誰でも命の危険が迫れば必死で何とかしようとします。自分の子供が死にそうになれば、親は鬼のような形相をして必死になって助けようとします。まず1番最初に「助かりたい」「助けてほしい」という願いがきます。どれほど助かる確率が低くとも、必死でやるしかなくなります。「難しいからできなくても仕方ない」などといったことはありません。
同じように、死といった絶望的な問題がわかれば、どんなに難しくても必死で解決しようとし、ちょっとやそっとの苦痛は問題になりません。

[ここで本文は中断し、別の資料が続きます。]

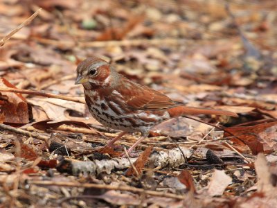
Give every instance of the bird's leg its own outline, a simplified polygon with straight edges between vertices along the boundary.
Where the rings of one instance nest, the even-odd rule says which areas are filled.
[[[107,146],[112,146],[117,140],[120,139],[122,137],[123,137],[125,135],[126,135],[127,132],[120,132],[118,136],[114,137],[113,139],[111,139],[108,144],[107,144],[103,148],[105,148]]]

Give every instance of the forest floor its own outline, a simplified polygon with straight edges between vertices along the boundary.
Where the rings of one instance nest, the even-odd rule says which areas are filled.
[[[276,207],[276,1],[1,0],[0,17],[0,207]],[[167,121],[138,157],[120,155],[139,133],[99,151],[119,131],[74,85],[91,56],[239,116]]]

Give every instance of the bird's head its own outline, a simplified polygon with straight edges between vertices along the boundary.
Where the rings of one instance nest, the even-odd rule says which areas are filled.
[[[94,85],[105,87],[109,83],[110,64],[98,58],[88,58],[81,62],[77,67],[77,78],[75,85],[83,86]]]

「死ぬかもしれないという恐怖心があれば、厳格な食事制限を実行するのはある意味で容易である。死から逃れるためなら、困難なことにも打ち込めるからだ。この場合、困難なことを実行しているからといって、それが、意志が強いというわけではない。ただ死にたくないから、何かをしているにすぎないのである」(星野仁彦/心療内科医/福島学院大学教授)

・何も変わらない
猟銃で自殺した小説家のヘミングウェイは、「あちこち旅をしてまわっても、自分自身から逃れられるものではない」と言いましたが、求道を諦めたからといって、死ななくなったわけでも罪悪が消えたわけでも地獄を回避できたわけでもありません。現実逃避しているだけで、何も状況は変わらないのです。

・諦めきれんと諦める
宿善が厚い人は、こういったことが言われなくともよくわかります。
宿善が厚い人でも求道を諦めたくなる心が出てくることがあります。この心が自由意志ですが、宿善が厚い人は自由意志が負けて諦めようと思っても諦めきれません。
結局、諦めきれんと諦めるようになるのです。
一方、宿善が薄い人はこの力が働かず負けてしまいます。
「まことに宿善まかせとはいいながら、述懐のこころ暫くも止むことなし(御文)」です。